Fork me on GitHub

Data produced, analyzed and consumed. The impact of big science

When genome centers have to start thinking about large scale data center operations you know something is different. In Science Big, Science Connected, I talked about how the availability of high throughput instruments has fundamentally changed our approach to science. On Coast to Coast Bio, Hari and I often argue about whether this is for the better (I like big science, he isn’t as fond of it). In the end, those differences boil down to funding priorities.
Triumvirate
The fact remains that today we are moving towards a clear separation between data producers, data consumers and methods developers. There was a time that a small group of people could cover all that ground, but with the industrialization of data production (microarrays are already there, mass specs and sequencers not quite yet), traditional roles, even in an academic setting are not efficient. It is why core facilities and service providers have become so common. With the case of microarray gene expression data, the day will come when we will have all the data we need in databases and our challenge will be that of querying, analysis, integration and interpretation. The question I keep asking myself is how this impacts collaboration? Will one lab with a sequencer be willing to get other labs get at the raw data? Because by themselves they will only be able to make use of a portion of all the data generated. The model I’d like to see is the one that many dislike. One of genome centers and core facilities churning out data. A set of data consumers, individual labs, research centers, supplementing that data with some of their own, but mostly trying to get biological meaning out of it. All brought together by methods developers, pushing the boundaries of current methodology. Is it possible to develop systems that allow us to design experiments after all the data have been collection? Is it possible to do good science, even if such systems existed? We’ll just have to see.

One thing this does not do is take us away from the scientific methods. All that data improves our statistical scores, but what it really does is allow us to ask new questions. Otherwise, it’s just not very useful. That part never changes

Update: Neil says

Next time that tedious “what is bioinformatics, is it a field?” issue comes up, I’ll point the offender to this. Bioinformatician = professional data consumer. The time when a biologist armed only with the student t-test and an Excel spreadsheet could analyse their data is gone. Give it to us instead :-)

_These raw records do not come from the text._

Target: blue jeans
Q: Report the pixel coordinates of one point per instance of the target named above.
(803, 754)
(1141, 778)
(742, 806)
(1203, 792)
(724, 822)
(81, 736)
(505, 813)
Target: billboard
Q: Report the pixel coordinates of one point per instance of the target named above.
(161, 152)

They way I look at it, data consumers are of two kinds, the power consumer, which is what Neil is refering to and the output of their work is what biologists should be using, and the casual consumer, i.e. the biologist who can use well written tools to glean some insights as well, potentially working with their friendly neighborhood power consumer aka the informatics guru. Regardless, one should not overlook the importance of good software, both to make it easy for biologists to ask questions, and to allow the bioinformatician to be more effective, since you don’t want them doing random glue work.

Reblog this post [with Zemanta]

This entry was posted in Big Data, Informatics, Life Science. Bookmark the permalink. Post a comment or leave a trackback: Trackback URL.

9 Comments

  1. Denubis
    Posted March 31, 2009 at 23:56 | Permalink

    Vinge in Rainbows End actually addresses it. How do his “predictions of the present” correlate with these observations?

  2. Gary Stiehr
    Posted April 1, 2009 at 00:35 | Permalink

    There is no doubt that things have changed. At The Genome Center at Washington University, we've seen tremendous growth over the last two years or so as the “next-gen” sequencers came online. The dramatically increased disk and computational capacity requirements quickly filled our existing data center and drove us to build our current large scale data center. Originally, we were a big data producer but quickly recognized the benefit of also consuming that data and doing further analysis on it (which resulted in some interesting findings about cancer genomics published in Nature last year). Interestingly, we and other centers may also be able to share that data out through efforts such as caBIG and other data grids. Of course there are a lot of questions to answer before we can do that.

  3. Posted April 1, 2009 at 12:52 | Permalink

    Interesting article – I like the new 'definition' of bioinformaticians. We've always been consumers of data, haven't we? Even when the genome project was in its infancy, we were still the ones who wrote the code that allowed our end users to ask interesting questions. We have always relied on high quality data to get to those interesting questions, but … where's the curation?

  4. Posted April 1, 2009 at 17:54 | Permalink

    Somehow I long for the days when scientists were all of the above.Method developers ,Data producers and Data consumers.
    When I think data producer I think projects like structural genomics and the hapmap project . My personal biases prompt me to label structural genomics as a bad example for Data production and the hapmap as a great example of data production.
    All of my opposition to big science stems from the fact that if you are spending 10 million dollars , I would rather the money be given to 10 small labs that do all of the above , than one lab that does one of the above and does it badly.
    I am convinced that true innovation and leaps in our understanding come from small labs that enjoy a good level of funding . The big projects are useful , but should be invested in after a lot of debate and only if a whole bunch of small labs can put together a good reason to have a consortium form that produces data .
    Since funding is tight I would reduce or even do away with Big science entirely and instead spread the wealth and see the magic happen.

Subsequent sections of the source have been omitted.